Veranderen van overtuigingen
A subject, B programmeur en C meta.
Neem alleen overtuigingen met betrekking tot JEZELF en EIGEN KWALITEITEN!
Identiteit:
- A geeft aan: ‘lk ben ervan overtuigd dat ik (niet) ben …’ of
On)Mogelijkheden: ‘lk ben ervan overtuigd dat ik (niet) kan …’ - B specificeert de overtuiging goed en checkt de ecologie.
Deel 1
- B zegt; ‘Denk aan een overtuiging die je hebt en waarvan je zou willen dat je deze niet had.
Als je hieraan denkt, heb je er een beeld van?’
‘Waar staat het beeld?’ (Dit is de locatie.) - B zegt; ‘Denk aan een overtuiging die je had, en die nu niet meer voor je geldt.
Heb je daar een beeld van?’
Haal de SMD’en eruit. Eérst locatie! (Schrijf ze even op)
(Neem iets totaal onbelangrijks. Bijvoorbeeld: ‘Je was dertien en dat geloof je nu niet meer.’ Dit valt ook niet meer om te draaien. Kom zo dicht mogelijk bij objectieve feiten.) - B zegt; Neem de inhoud van 1. en breng deze in de submodaliteiten van 2.

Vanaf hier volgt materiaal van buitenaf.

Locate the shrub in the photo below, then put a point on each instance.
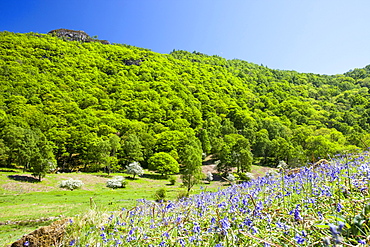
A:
(116, 182)
(71, 184)
(160, 195)
(135, 169)
(163, 163)
(172, 180)
(209, 177)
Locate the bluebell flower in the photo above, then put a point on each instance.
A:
(182, 242)
(339, 207)
(165, 234)
(299, 239)
(362, 241)
(196, 228)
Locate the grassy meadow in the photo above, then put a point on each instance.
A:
(27, 204)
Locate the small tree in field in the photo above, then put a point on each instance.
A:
(135, 169)
(192, 165)
(163, 163)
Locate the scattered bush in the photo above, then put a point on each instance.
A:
(172, 180)
(209, 177)
(247, 176)
(135, 169)
(116, 182)
(160, 195)
(231, 178)
(71, 184)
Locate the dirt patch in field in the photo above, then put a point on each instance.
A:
(45, 236)
(21, 187)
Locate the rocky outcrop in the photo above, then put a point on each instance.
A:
(73, 35)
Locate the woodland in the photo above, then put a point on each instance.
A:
(70, 105)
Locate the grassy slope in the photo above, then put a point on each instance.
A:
(24, 202)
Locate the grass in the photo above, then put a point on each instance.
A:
(26, 204)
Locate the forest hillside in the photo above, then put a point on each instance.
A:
(92, 106)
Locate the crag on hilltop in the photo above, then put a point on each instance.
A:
(73, 35)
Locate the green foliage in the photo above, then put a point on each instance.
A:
(71, 184)
(160, 195)
(101, 107)
(134, 168)
(191, 157)
(117, 182)
(163, 163)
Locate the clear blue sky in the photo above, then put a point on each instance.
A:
(318, 36)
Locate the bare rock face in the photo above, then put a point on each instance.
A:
(73, 35)
(45, 236)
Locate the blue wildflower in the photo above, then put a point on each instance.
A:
(196, 228)
(182, 242)
(300, 239)
(362, 241)
(339, 207)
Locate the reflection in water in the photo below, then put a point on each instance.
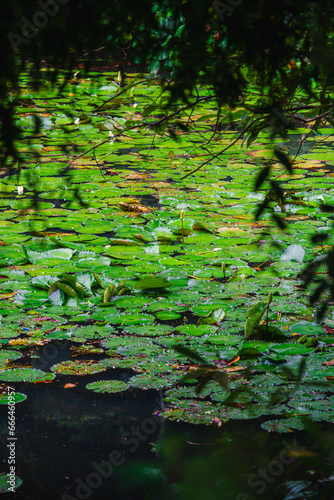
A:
(64, 436)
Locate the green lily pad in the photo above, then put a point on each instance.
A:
(17, 397)
(152, 282)
(283, 425)
(21, 374)
(78, 367)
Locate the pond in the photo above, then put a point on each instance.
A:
(121, 277)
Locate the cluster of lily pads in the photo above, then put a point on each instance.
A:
(96, 254)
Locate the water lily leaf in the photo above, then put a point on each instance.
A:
(167, 315)
(254, 316)
(57, 297)
(293, 252)
(82, 367)
(196, 330)
(40, 257)
(44, 281)
(151, 282)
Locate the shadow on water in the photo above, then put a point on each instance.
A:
(64, 435)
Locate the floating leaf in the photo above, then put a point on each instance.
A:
(152, 282)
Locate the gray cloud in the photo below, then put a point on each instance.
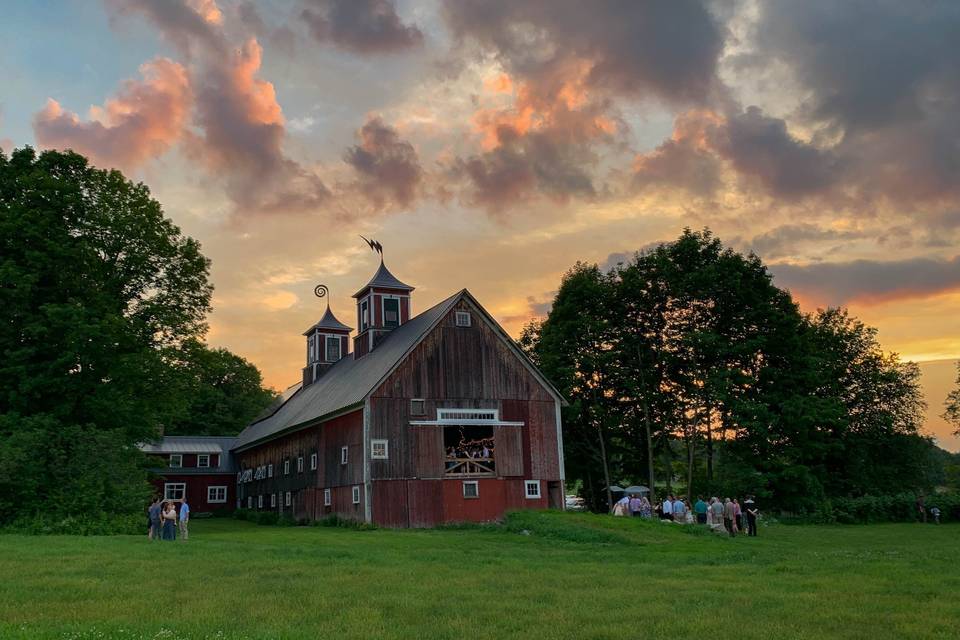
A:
(361, 26)
(838, 283)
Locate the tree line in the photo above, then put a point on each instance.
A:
(686, 366)
(101, 344)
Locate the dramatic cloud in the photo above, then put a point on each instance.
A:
(360, 26)
(869, 281)
(142, 122)
(388, 167)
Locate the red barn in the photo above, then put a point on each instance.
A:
(199, 468)
(433, 418)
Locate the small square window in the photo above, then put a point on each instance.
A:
(471, 489)
(532, 489)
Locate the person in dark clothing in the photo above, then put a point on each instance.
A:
(752, 513)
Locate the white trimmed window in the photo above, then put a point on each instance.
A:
(471, 489)
(532, 489)
(174, 490)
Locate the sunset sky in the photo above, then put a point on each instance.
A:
(492, 144)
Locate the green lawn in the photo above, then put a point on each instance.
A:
(574, 576)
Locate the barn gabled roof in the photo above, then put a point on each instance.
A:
(346, 385)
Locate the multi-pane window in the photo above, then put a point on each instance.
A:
(174, 490)
(333, 348)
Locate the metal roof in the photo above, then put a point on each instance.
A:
(383, 278)
(329, 321)
(347, 383)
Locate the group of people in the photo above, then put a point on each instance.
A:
(727, 515)
(163, 519)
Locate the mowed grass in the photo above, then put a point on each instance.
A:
(573, 576)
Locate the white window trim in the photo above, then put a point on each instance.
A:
(476, 485)
(527, 485)
(213, 491)
(373, 449)
(172, 485)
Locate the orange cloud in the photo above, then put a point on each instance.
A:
(142, 122)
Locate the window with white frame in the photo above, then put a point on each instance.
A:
(333, 348)
(174, 490)
(378, 449)
(532, 489)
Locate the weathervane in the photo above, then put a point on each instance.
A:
(375, 246)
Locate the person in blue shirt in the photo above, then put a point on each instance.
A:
(184, 519)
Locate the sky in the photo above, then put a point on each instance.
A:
(492, 144)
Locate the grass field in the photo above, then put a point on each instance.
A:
(573, 576)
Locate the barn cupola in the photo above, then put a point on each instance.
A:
(327, 342)
(383, 304)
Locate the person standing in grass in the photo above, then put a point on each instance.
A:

(Het beeld van de overtuiging die je veranderen wilt krijgt dus dezelfde submodaliteiten als de overtuiging die je vroeger had.)
B noemt de betreffende submodaliteiten op.
Deel 2
- B geeft aan; ‘Denk aan een overtuiging waarvan je absoluut zeker bent, en die helemaal
oké/prima voor je is.’
Haal de SMD’en eruit. Eérst locatie! (Schrijf ze even op.)
(Neem een universele ervaring.) - B zegt: ‘Denk aan een overtuiging die je zou willen hebben.’
‘Heb je er een beeld van?’
Meestal de flipside van de overtuiging die je veranderen wilt.
Héél belangrijk is de ecologie!
Denk eventueel aan de Sleutels voor een haalbare uitkomst. Anders blijft de nieuwe overtuiging namelijk niet zitten. - B neemt de inhoud van 5. en brengt deze in de submodaliteiten van 4.
(Degene die het proces begeleidt noemt de betreffende submodaliteiten op.) - Test en Future pace ‘Ga naar een moment in de toekomst, waarin je vroeger…’
- Tot slot vraagt B; ‘WAAROM is het WAAR voor je?’